The one place where you may think you want new String(String) is to force a distinct copy of the internal character array, as in

small=new String(huge.substring(10,20))

However, this behavior is unfortunately undocumented and implementation dependent.

I have been burned by this when reading large files (some up to 20 MiB) into a String and carving it into lines after the fact. I ended up with all the strings for the lines referencing the char[] consisting of entire file.

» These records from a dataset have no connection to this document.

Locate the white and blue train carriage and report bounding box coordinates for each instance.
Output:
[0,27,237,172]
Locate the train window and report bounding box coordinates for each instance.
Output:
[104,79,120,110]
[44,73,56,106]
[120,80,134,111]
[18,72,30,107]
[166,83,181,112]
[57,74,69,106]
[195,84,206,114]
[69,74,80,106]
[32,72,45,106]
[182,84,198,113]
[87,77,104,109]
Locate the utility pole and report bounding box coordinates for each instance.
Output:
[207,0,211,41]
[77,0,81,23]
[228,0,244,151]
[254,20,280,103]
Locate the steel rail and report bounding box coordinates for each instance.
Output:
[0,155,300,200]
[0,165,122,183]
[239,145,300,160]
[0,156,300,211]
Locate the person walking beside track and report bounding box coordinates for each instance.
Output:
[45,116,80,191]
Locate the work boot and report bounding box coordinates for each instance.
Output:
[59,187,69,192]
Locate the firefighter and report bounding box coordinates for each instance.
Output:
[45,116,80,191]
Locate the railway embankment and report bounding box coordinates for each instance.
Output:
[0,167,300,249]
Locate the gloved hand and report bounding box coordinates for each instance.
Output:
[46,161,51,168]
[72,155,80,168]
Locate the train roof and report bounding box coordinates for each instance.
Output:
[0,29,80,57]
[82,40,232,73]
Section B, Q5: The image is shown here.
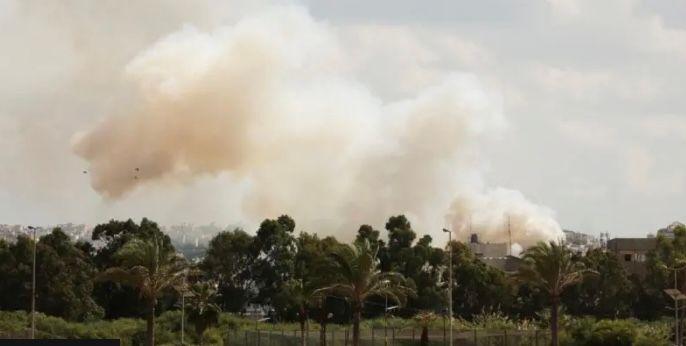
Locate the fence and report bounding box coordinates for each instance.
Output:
[0,326,550,346]
[224,328,550,346]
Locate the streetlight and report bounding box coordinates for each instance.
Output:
[29,226,36,339]
[662,264,686,345]
[443,228,453,346]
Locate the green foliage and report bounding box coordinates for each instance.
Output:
[200,228,255,312]
[188,282,221,337]
[561,317,670,346]
[91,218,174,318]
[562,249,634,318]
[448,241,511,318]
[0,228,103,321]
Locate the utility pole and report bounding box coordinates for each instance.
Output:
[383,296,388,346]
[29,226,36,339]
[181,270,187,345]
[507,215,512,256]
[663,265,686,346]
[443,228,454,346]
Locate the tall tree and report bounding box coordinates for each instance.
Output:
[562,249,634,318]
[278,232,341,346]
[517,241,587,346]
[320,241,414,346]
[252,215,296,304]
[188,281,221,345]
[36,228,104,321]
[91,218,174,318]
[200,229,255,312]
[0,228,103,321]
[99,237,186,346]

Unfortunately, that unintentionally kept a reference to the entire array for the few lines I held on to for a longer time than processing the file - I was forced to use new String() to work around it, since processing 20,000 files very quickly consumed huge amounts of RAM.

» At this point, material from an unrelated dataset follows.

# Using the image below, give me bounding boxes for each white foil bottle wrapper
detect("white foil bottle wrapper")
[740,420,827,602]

The only implementation agnostic way to do this is:

small=new String(huge.substring(10,20).toCharArray());

This unfortunately must copy the array twice, once for toCharArray() and once in the String constructor.

There needs to be a documented way to get a new String by copying the chars of an existing one; or the documentation of String(String) needs to be improved to make it more explicit (there is an implication there, but it's rather vague and open to interpretation).

Pitfall of Assuming what the Doc Doesn't State

In response to the comments, which keep coming in, observe what the Apache Harmony implementation of new String() was:

public String(String string) {
    value = string.value;
    offset = string.offset;
    count = string.count;
}

That's right, no copy of the underlying array there. And yet, it still conforms to the (Java 7) String documentation, in that it:

Initializes a newly created String object so that it represents the same sequence of characters as the argument; in other words, the newly created string is a copy of the argument string. Unless an explicit copy of original is needed, use of this constructor is unnecessary since Strings are immutable.

The salient piece being "copy of the argument string"; it does not say "copy of the argument string and the underlying character array supporting the string".

Be careful that you program to the documentation and not one implementation.

2 of 9
10

The only time I have found this useful is in declaring lock variables:

private final String lock = new String("Database lock");

....

synchronized(lock)
{
    // do something
}

In this case, debugging tools like Eclipse will show the string when listing what locks a thread currently holds or is waiting for. You have to use "new String", i.e. allocate a new String object, because otherwise a shared string literal could possibly be locked in some other unrelated code.